Suddenly the girl raised her head, with a flash of her eyes.
"What does God mean," she cried, fiercely, "by making such a difference in people?"
Roger's face became graver still.
"I can't tell you that, Lilly," he answered, soberly. "You'll have to ask the minister. But I've often thought of it myself. I suppose there is a reason, if we only knew. I guess all we can do is to begin where God has put us, and do what we can."
Lilly slowly gathered her disordered hair into one hand and pushed it behind her shoulders, her tear-stained eyes fixed sadly on the boy's troubled face.
The tea-bell, sounding from the distance, brought a welcome interruption, and Roger turned to go. He looked back when half across the meadow, and saw the little figure standing in relief upon a rocky hillock, the sun kindling her red locks into gold.
A few years previously, O'Connell had made his appearance in Ridgemont with wife and child, and had procured a lease of the run-down farm and buildings which had been their home ever since. It was understood that they had come from one of the Middle States, but beyond this nothing of their history was known.

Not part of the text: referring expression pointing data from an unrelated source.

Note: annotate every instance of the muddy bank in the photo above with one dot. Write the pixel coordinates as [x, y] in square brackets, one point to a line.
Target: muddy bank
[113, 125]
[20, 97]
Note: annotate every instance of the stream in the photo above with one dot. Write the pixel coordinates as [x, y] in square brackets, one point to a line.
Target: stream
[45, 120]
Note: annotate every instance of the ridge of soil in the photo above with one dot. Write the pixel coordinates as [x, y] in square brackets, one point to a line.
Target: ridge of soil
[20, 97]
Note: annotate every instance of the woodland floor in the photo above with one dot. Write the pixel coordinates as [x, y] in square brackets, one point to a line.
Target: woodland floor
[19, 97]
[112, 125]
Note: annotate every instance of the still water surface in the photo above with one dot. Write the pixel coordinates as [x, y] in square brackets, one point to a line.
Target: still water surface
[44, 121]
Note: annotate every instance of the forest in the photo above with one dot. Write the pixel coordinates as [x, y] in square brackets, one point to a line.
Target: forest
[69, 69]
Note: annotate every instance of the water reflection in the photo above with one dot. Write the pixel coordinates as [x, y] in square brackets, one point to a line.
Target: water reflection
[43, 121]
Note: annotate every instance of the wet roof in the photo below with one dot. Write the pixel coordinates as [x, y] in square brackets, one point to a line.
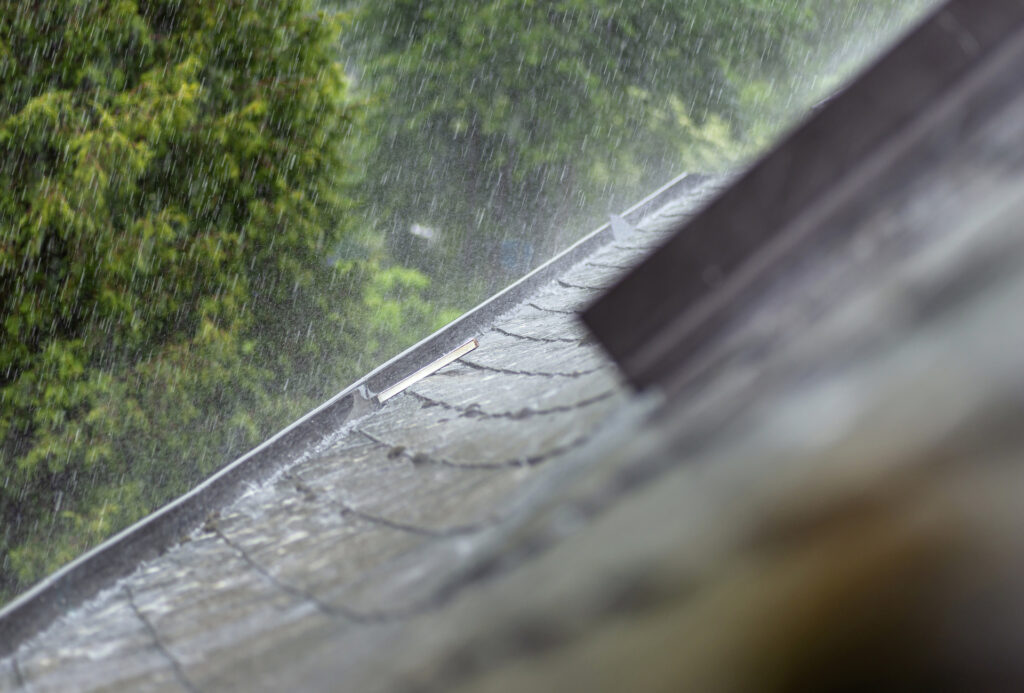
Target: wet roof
[509, 522]
[354, 539]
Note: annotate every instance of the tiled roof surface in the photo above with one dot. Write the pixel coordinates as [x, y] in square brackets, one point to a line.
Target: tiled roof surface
[519, 522]
[347, 547]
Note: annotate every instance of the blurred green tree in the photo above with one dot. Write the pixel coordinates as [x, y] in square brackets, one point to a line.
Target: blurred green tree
[173, 176]
[529, 120]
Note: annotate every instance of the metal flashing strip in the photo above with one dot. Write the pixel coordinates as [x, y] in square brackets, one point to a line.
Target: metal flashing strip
[933, 86]
[427, 371]
[118, 556]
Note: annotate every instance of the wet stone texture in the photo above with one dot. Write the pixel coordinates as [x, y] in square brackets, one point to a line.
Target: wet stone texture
[341, 553]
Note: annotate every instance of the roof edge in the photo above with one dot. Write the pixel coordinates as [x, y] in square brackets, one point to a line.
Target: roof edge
[77, 581]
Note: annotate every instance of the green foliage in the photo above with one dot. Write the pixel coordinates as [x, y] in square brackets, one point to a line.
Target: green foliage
[172, 177]
[532, 119]
[193, 207]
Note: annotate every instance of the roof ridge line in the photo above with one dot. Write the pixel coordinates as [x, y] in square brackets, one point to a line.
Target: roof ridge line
[79, 580]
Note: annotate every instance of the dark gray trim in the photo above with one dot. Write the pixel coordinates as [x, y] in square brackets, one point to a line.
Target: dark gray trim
[954, 68]
[120, 555]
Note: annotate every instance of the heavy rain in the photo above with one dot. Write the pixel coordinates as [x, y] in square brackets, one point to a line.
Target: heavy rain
[214, 216]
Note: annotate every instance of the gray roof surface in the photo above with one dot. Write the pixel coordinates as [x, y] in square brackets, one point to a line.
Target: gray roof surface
[519, 521]
[349, 545]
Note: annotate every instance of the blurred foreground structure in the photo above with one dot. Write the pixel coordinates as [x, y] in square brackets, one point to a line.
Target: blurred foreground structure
[825, 497]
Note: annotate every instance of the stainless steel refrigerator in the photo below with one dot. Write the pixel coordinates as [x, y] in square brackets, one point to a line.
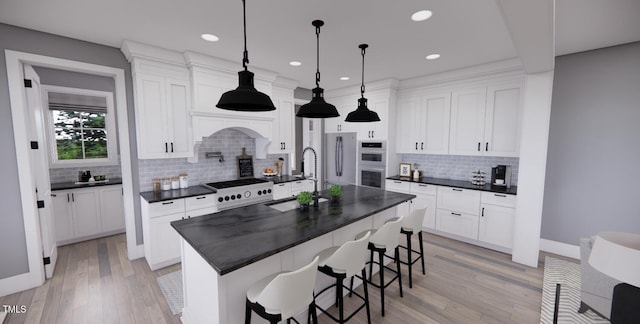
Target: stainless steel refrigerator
[340, 154]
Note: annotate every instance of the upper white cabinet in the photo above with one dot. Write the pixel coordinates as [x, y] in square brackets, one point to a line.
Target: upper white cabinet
[162, 94]
[423, 123]
[486, 121]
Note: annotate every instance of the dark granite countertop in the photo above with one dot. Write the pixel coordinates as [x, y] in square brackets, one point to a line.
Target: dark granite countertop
[152, 197]
[234, 238]
[460, 184]
[283, 179]
[73, 185]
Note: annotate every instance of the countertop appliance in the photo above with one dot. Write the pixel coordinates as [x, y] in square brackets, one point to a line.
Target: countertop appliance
[237, 193]
[501, 175]
[340, 159]
[372, 163]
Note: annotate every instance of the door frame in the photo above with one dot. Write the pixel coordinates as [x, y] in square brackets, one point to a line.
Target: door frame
[15, 74]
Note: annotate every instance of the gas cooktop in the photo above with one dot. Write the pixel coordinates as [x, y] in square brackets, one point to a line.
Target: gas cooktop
[235, 183]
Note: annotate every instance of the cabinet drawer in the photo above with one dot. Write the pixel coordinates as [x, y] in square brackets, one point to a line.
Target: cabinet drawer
[398, 186]
[498, 199]
[459, 200]
[423, 188]
[457, 223]
[201, 212]
[166, 207]
[199, 202]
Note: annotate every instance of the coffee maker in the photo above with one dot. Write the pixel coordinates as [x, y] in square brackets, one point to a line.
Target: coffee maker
[501, 175]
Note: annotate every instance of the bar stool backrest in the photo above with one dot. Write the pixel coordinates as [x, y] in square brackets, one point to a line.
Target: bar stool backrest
[388, 234]
[291, 292]
[350, 257]
[414, 220]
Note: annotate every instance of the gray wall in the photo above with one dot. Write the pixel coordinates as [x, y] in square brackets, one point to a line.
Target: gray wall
[12, 239]
[593, 161]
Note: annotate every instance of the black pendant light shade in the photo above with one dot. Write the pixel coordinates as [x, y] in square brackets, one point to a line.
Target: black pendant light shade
[245, 97]
[317, 107]
[362, 114]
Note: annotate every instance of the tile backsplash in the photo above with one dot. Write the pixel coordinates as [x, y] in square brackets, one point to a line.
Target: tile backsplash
[71, 174]
[228, 141]
[459, 167]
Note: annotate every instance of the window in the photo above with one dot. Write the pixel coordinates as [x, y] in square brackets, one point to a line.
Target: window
[82, 127]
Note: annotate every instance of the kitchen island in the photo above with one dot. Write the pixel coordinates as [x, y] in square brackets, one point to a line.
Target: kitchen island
[224, 253]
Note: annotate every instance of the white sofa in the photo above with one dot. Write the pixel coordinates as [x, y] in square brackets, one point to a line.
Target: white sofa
[596, 288]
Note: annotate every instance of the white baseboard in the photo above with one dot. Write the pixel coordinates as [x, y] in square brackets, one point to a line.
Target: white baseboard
[564, 249]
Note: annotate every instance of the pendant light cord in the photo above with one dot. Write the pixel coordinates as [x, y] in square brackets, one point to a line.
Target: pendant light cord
[245, 57]
[362, 86]
[317, 56]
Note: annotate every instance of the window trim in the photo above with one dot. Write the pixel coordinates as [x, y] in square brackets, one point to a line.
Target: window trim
[110, 127]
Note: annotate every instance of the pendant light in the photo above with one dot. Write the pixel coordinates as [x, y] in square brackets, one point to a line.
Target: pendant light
[362, 114]
[317, 107]
[245, 97]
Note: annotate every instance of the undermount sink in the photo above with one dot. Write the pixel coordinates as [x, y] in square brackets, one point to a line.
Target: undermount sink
[290, 204]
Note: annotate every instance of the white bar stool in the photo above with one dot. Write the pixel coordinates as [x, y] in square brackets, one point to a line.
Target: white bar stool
[382, 240]
[344, 262]
[283, 295]
[410, 225]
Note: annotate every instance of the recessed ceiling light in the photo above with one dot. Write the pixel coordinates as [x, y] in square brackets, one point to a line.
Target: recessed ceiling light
[210, 37]
[421, 15]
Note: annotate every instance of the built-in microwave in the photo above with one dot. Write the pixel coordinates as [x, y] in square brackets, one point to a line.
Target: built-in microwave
[372, 164]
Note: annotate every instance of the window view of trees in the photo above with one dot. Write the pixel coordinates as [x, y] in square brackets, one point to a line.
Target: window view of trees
[80, 134]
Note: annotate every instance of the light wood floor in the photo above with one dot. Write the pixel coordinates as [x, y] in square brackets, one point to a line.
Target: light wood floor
[94, 282]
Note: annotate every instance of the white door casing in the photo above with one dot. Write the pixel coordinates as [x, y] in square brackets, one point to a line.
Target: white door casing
[40, 168]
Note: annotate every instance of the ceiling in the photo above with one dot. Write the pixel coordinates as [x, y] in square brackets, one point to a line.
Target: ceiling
[465, 32]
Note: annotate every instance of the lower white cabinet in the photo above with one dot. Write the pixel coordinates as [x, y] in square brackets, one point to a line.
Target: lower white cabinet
[496, 219]
[161, 241]
[86, 213]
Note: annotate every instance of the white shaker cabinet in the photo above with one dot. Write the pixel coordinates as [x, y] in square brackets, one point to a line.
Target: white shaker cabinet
[496, 219]
[162, 105]
[486, 121]
[86, 213]
[423, 123]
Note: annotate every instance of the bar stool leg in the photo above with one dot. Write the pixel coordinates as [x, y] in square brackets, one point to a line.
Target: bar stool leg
[380, 257]
[421, 252]
[398, 269]
[409, 263]
[366, 294]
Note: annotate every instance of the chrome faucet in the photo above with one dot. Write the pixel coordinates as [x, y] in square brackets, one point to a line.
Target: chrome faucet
[315, 173]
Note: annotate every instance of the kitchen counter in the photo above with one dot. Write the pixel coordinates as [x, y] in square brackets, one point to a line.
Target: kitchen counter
[153, 197]
[73, 185]
[283, 179]
[226, 252]
[459, 184]
[234, 238]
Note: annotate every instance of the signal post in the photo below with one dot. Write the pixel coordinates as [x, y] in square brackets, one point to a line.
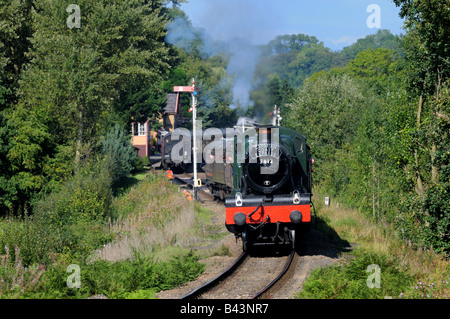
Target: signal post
[192, 89]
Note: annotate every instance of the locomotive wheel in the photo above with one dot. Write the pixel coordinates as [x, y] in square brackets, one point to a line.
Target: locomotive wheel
[293, 238]
[244, 240]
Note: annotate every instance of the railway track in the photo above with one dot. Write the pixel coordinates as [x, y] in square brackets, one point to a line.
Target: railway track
[235, 267]
[265, 293]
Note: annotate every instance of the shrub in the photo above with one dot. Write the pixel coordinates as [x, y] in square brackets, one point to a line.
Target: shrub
[350, 281]
[120, 156]
[137, 278]
[15, 278]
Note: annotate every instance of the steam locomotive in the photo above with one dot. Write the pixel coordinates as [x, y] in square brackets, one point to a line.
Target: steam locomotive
[267, 190]
[264, 176]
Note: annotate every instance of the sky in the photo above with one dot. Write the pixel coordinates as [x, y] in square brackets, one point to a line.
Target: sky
[337, 23]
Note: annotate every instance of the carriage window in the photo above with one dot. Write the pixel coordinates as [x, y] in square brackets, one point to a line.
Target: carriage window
[298, 145]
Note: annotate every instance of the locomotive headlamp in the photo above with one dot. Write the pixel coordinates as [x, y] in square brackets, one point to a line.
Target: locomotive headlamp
[240, 219]
[296, 217]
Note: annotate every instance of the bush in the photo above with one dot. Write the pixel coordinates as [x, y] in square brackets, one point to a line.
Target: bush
[120, 156]
[86, 197]
[350, 281]
[138, 278]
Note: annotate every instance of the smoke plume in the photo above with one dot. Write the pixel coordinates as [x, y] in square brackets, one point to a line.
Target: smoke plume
[229, 32]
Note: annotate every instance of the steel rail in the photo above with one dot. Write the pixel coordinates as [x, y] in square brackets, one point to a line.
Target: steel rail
[195, 294]
[264, 292]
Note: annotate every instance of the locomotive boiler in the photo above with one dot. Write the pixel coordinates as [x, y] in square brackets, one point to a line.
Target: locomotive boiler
[265, 180]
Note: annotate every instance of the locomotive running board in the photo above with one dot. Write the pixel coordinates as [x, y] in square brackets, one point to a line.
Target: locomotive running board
[277, 200]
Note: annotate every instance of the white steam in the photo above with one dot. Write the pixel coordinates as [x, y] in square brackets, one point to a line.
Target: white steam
[243, 55]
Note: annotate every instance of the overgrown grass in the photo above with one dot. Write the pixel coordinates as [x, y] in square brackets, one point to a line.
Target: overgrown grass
[142, 248]
[405, 272]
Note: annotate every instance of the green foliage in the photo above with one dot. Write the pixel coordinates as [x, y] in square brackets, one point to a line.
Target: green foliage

The wife, a beautiful quadroon, sank beneath the severity of the climate, and lived but a short time. After her death, O'Connell, always a surly, hot-headed fellow, grew surlier still, and fell into evil ways. The child, with a curious sort of dignity and independence, took upon her small shoulders the burden her mother had laid aside, and carried on the forlorn household in her own way, without assistance or interference.
That she was not like other children, that she was set apart from them by some strange circumstance, she had early learned to feel. In time she began to comprehend in what the difference lay, and the knowledge roused within her a burning sense of wrong, a fierce spirit of resistance.